Looking at classmates in groups, children will feel that they are different and develop a sense of inferiority. They will not dare to talk to classmates or teachers. This will happen when they need to communicate with others in later life. A big obstacle.

There will always be times in life when one person cannot hold on. Only friends can support us without any reason. Therefore, if children cannot make friends normally, it will also have a great impact on the child's spiritual development.

Impact 3: Children can easily become a person with no independent opinions

People who are unwilling to communicate with others are always more difficult to resist other people's requests, or they have no ideas of their own. , will not think about other people's opinions by himself, and will agree first no matter whether things are harmful to him or not.

And if a child has no independent opinion, it will also have great hidden dangers for their future, because parents cannot control what kind of people their children will meet in their future lives. If the child does not have his own If you don't have your own opinion, it is easy to listen to other people's slanders and even go astray, making it difficult to turn back.

For children who are in the "strange and sensitive period", the attitude and behavior of parents are crucial. A trace of negligence may cause irreparable harm to the child. Therefore, parents may wish to try the following 3 tips to help their babies get through the "strange and sensitive period" smoothly.

The first step: parents need to be patiently accompanied and teach attentively

The main reason why children are prone to fall into the "strange sensitive period" is because their parents lack companionship, which leads to children's psychological insecurity.

Parents should not rush their children to get along with others just because their children are unwilling to communicate. This will make the children feel pressured, more fearful of getting along with others, and prefer time alone.

If children are afraid of communication, parents can use animations or books to use stories to let their children feel the fun of getting along with others. They can also ask their children why they are afraid of getting along with each other to solve their children's worries. Afterwards, parents can use games To simulate the situation of getting along with others, so that children can adapt to greeting people and no longer be afraid to communicate.

Tip 2: Children may be afraid of communicating because of their accent.
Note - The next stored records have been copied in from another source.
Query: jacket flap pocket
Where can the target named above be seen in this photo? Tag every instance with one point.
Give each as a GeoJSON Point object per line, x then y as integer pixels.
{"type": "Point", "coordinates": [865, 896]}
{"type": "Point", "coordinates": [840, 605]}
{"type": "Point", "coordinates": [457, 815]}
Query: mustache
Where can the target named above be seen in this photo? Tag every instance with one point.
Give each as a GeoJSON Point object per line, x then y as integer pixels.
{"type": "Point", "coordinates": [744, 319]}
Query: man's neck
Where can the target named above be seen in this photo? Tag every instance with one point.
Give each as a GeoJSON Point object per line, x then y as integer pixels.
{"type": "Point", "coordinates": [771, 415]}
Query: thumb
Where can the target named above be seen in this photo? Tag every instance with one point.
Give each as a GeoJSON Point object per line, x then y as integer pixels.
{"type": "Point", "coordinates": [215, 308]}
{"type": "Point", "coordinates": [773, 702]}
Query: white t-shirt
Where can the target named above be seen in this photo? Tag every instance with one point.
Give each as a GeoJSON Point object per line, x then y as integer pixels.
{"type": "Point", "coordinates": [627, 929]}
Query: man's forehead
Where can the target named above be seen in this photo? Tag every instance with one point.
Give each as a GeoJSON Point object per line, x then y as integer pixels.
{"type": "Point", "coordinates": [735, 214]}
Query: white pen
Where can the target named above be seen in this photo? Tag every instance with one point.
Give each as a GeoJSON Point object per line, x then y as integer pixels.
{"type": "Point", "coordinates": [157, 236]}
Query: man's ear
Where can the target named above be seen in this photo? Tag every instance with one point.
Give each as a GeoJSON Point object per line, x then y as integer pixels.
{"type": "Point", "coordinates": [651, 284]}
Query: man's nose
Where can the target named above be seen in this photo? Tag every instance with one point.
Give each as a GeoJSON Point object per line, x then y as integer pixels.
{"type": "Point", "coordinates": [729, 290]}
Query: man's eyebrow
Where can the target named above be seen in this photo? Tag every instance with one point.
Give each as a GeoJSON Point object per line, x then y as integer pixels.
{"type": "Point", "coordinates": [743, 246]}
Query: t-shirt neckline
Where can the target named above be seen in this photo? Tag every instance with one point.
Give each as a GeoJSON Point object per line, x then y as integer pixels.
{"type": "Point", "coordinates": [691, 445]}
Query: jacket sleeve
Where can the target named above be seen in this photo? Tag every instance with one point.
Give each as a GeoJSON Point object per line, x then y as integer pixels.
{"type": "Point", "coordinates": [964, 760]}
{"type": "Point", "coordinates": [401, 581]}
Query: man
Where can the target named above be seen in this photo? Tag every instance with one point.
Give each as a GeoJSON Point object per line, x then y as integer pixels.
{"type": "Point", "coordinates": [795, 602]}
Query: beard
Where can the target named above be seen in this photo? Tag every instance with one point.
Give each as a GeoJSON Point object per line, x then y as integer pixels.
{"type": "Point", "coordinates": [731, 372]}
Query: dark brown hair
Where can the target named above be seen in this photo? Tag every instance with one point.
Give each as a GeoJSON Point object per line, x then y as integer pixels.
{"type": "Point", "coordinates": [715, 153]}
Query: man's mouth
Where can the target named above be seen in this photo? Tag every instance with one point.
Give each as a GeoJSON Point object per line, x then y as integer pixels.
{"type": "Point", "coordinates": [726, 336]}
Parents can help them correct it.

Some children are afraid to communicate with others, perhaps because they do not understand or are afraid of speaking. The dialect spoken was incomprehensible and was ridiculed. Because such children may have lived with their grandparents since childhood and have a strong accent that is difficult to change. Over time, the children will speak less in front of outsiders and even spend more time alone.
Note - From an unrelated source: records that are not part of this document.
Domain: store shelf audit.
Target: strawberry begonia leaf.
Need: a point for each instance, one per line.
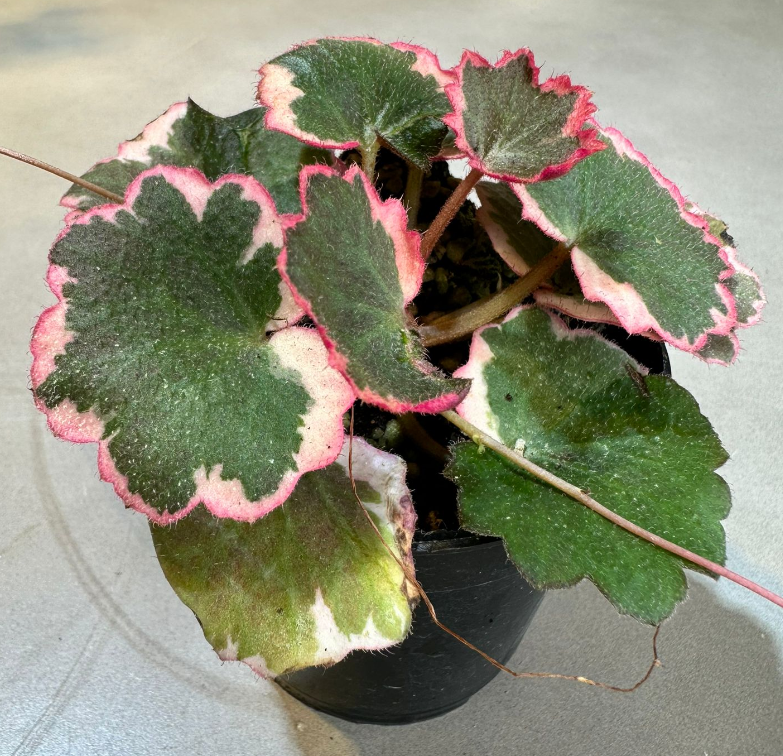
(348, 92)
(521, 244)
(158, 350)
(309, 582)
(637, 248)
(188, 136)
(353, 266)
(511, 126)
(583, 409)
Parents can practice Mandarin by reading storybooks or ancient poems with their children every day to help their children correct their accent problems. Parents can also communicate with their children in Mandarin on a daily basis. If they use Mandarin more, they can correct their accent faster.

The third step: Encourage children to try to communicate with others

Parents can organize more parent-child gatherings with relatives and friends, so that children can have more contact with peers. With the company of parents, children will become more mature. Be more courageous in kindergarten. Parents should also encourage their children to actively communicate. They can try the greeting pattern practiced before, or they can let their children bring snacks to share with friends. With the help of snacks, children can better expand the topic.

When children go through the "strange sensitive period", they themselves will wander in feelings that are easily frightened or often psychologically uncomfortable. The children themselves are in pain, so parents should not rush their children to communicate. Things are too urgent. It will always be counterproductive. What parents should do most is to guide patiently and accompany them warmly. Parents are good medicine for their children. Don't let your eagerness deepen the harm to your child. Children's hearts are the most sensitive and require careful care and patient watering from adults in order for children to grow into towering trees.